The US needs a step shift towards routinization. Prior eras of federal investments invented simple financial products like the 30-year mortgage that boosted homeownership and wealth building for millions. This period must similarly routinize the design, financing and delivery of “community products,” a new housing development, a reclaimed industrial site, a revitalized commercial corridor, a nature- based climate solution and so forth. Unlike the 30-year mortgage, community products are complex, inevitably requiring the mixing of public subsidy, private debt and concessionary or philanthropic capital. When constructed well, these capital stacks make a project feasible in the near term as well as sustainable for the long haul.
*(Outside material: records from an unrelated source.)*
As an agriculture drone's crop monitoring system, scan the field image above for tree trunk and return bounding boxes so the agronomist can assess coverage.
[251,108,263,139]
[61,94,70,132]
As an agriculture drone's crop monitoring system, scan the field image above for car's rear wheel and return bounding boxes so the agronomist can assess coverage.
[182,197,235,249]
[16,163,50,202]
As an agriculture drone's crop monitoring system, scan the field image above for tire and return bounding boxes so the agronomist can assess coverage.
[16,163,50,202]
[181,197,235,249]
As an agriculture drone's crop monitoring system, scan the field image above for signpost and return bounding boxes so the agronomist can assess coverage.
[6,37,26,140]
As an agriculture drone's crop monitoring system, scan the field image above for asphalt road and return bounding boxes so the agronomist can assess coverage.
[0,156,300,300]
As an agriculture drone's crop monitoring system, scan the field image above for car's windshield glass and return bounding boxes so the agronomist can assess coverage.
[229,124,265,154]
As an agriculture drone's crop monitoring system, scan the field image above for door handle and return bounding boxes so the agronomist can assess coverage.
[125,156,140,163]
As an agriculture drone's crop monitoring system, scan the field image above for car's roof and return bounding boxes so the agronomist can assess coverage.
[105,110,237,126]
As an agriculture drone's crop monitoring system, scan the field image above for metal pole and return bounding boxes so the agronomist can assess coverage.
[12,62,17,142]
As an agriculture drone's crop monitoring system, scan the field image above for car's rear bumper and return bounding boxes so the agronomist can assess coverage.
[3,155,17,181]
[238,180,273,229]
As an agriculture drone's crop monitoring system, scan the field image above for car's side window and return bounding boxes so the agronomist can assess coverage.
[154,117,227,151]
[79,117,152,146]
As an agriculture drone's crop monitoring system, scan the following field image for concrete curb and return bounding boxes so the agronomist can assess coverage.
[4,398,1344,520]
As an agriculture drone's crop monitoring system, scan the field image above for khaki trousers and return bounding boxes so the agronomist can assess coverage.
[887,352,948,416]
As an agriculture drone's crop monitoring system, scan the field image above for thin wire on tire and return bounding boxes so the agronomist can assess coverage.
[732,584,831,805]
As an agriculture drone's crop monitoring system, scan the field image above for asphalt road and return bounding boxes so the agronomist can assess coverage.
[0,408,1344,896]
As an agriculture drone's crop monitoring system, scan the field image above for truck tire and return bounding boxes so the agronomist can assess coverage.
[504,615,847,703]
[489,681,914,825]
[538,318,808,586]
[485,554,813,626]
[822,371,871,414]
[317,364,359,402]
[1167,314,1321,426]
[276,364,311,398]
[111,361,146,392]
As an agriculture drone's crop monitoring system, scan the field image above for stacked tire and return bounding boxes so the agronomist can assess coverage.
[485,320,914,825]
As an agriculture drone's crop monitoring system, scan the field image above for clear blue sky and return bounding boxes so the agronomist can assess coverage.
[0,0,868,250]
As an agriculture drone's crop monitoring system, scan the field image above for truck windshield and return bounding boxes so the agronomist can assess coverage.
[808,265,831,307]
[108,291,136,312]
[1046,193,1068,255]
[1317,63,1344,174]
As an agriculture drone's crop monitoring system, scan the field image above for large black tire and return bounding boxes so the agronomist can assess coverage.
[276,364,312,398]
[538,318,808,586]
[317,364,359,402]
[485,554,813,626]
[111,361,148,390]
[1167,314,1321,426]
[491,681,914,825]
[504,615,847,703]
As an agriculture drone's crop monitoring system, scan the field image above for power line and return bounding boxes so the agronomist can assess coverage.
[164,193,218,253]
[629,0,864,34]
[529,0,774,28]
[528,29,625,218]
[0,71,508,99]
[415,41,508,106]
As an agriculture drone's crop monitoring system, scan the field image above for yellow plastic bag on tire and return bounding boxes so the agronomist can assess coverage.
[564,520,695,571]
When codified smartly, they also enable exceptional, “shovel-worthy” projects to be repeated again and again. Routines, by their very definition, can be quite boring and lack the pizazz of the novel and exceptional. But routines are the vehicle for scaling impact, enabling efficiency and reducing the leakage of scarce public dollars to the hordes of lawyers, accountants, syndicators and others who benefit when complexity is the order of the day.

The US needs a burst of institutional transformation. Prior eras of federal action catalyzed new federal institutions (e.g., the Federal Housing Administration) and new local institutions (e.g., public housing authorities, redevelopment authorities) tasked with bringing federal investments to the ground. Many of these institutions are showing their age and are not taking maximum advantage of mechanisms used in other parts of the world to coordinate across disparate disciplines (see, e.g., How City-Based Ecosystems Drive Climate Solutions: The Helsinki Case – The New Localism) or generate long-term revenue for the public good (see, e.g., Cities and the Glasgow Climate Summit: Lessons from Copenhagen – The New Localism). Similarly, multi-city networks in the US focus mostly on aggregating political power and advocating for federal and state investments and reforms rather than on aggregating market power and perfecting financial models that balance public and private gain. Fortunately, a few US cities are using this disruptive period to reform legacy institutions (see, e.g., Tulsa and the Remaking of Urban Governance – The New Localism). But we must go further. This period should see an explosion of institutional innovation. What about City Climate Commissions, now emerging in Europe, to marshal the disparate efforts necessary to achieve a low carbon, climate resilient future? Or Community Equity Corporations to boost wealth building in disadvantaged neighborhoods? Or Supplier Diversity Intermediaries to harmonize procurement practices across multiple public authorities to grow Black- and Brown-owned businesses? Or an Urban Investment League to help networks of cities build new norms of project finance and new models for public/private co-investment.

Rebuilding America is no longer a question of Presidential leadership and Congressional action. It is now a challenge of national initiative and local delivery. Who will step up to solve our nation’s delivery crisis?